Während alle Welt auf den Verkaufsbeginn der neuen Generation an Xbox- und Playstation-Konsolen wartet, bekommen die "alten" Geräte dieser Tage hochkarätigen Nachschub, der Spieler bis weit über die Weihnachtstage hinweg fesseln könnte. Grand Theft Auto V soll nach Angaben des Herstellers Rockstar Games mit einem Budget von rund einer viertel Milliarde US-Dollar das bislang teuerste Videospiel sein. Die Kosten dürften die Macher aber spielend wieder reinholen.

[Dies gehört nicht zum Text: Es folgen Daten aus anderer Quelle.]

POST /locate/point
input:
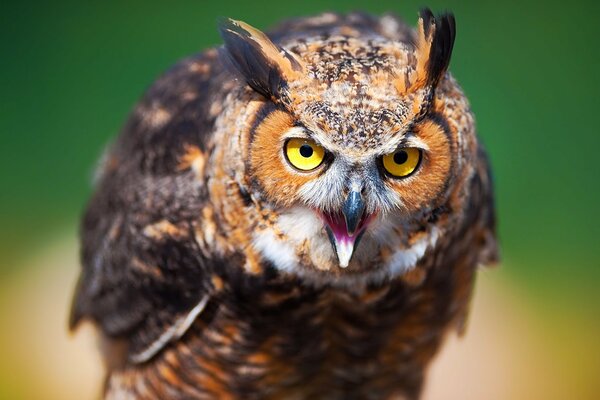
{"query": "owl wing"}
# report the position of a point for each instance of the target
(144, 277)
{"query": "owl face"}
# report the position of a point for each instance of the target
(351, 147)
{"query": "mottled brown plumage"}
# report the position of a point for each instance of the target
(215, 268)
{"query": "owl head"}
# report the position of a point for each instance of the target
(361, 144)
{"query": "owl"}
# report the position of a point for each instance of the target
(297, 215)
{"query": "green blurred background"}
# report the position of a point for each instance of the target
(71, 71)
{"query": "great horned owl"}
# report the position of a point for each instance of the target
(306, 227)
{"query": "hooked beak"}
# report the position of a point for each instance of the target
(346, 229)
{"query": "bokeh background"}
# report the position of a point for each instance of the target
(71, 71)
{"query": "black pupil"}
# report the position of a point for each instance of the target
(306, 150)
(400, 157)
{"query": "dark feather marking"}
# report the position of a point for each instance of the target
(442, 43)
(246, 56)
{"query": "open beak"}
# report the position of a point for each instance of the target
(345, 229)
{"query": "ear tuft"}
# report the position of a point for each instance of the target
(265, 66)
(434, 47)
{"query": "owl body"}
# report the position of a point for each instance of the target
(216, 267)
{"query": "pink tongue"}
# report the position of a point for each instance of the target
(337, 224)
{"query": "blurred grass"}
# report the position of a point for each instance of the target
(71, 71)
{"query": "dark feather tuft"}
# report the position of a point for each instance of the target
(248, 59)
(441, 43)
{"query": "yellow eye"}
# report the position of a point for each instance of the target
(304, 154)
(402, 162)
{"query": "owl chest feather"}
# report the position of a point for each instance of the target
(275, 338)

Vom fünf Jahre alten Vorgänger konnte Haus-Publisher Take 2 Interactive immerhin über 20 Millionen Exemplare absetzen.
Grand Theft Auto V verlegt die Handlung des Vorgängers, der in einer von New York inspirierten Ostküsten-Stadt spielte, an die sonnige Westküste. Im Spiel heißt die Metropole Los Santos und wurde dem großen Los Angeles nachempfunden. Nicht nur die Stadt, sondern auch die Küsten und Berglandschaften kann der Spieler nach eigenem Gusto unsicher machen. Aber GTA V ist nicht einfach nur ein größerer Sandkasten, in dem sich die Spieler austoben können. Rockstar hat auch die bisherigen Schwächen der Serie ausgebügelt und orientiert sich bei seiner Art, Geschichten zu erzählen nun an der Struktur von Fernsehserien. Statt einem abendfüllenden Gangster-Epos wie "Scarface" ähnelt die Geschichte um die drei ungleichen Gangster nun eher der Verquickung mehrerer Fernsehserien von Breaking Bad über die Sopranos bis Sons of Anarchy, durch die der Spieler frei zappen und abwechselnd in die Rolle der Protagonisten schlüpfen kann.
GTA V (6 Bilder)
Doch anders als die TV-Sender scheren sich die Macher um keinen Jugendschutz, sondern bringen ihre oftmals satirische und entlarvende Sicht auf die amerikanische Gesellschaft ungefiltert auf den Konsolenbildschirm. Egal ob Drogen, Sex oder Gewalt: die Autoren nehmen kein Blatt vor den Mund. Vorbei sind die Zeiten, in denen man sich verstohlen für eine Hot-Coffee-Anspielung entschuldigte und eine zensierte Fassung nachreichte. GTA V will erwachsene Männer erwachsen unterhalten, und das gelingt dem Spiel vorzüglich.
Trio Infernale
Statt nur eines Anti-Helden bedient sich GTA V gleich derer drei: Der junge Franklin, ein Emporkömmling aus dem Ghetto, entspricht wohl am ehesten den bisherigen GTA-Protagonisten. Er verhält sich zwar wie ein Arschloch, ist eigentlich aber ein guter Kerl, der glaubt, dass er auf ehrlichem Wege keine Chance hätte. Der ältere Michael nimmt ihn unter seine Fittiche. Er hat durch seinen vorgetäuschten Tod seine frühere Bankräuber-Karriere bereits hinter sich gelassen. Doch in seiner Villa am Pool plagt ihn die typische Midlife-Crisis: Seine Frau treibt es mit Tennis- und Yogalehrern und seine verzogenen Kinder gehen ihm gehörig auf die Nerven. Kein Wunder, dass ihn Depressionen plagen und er zum Seelenklempner rennt.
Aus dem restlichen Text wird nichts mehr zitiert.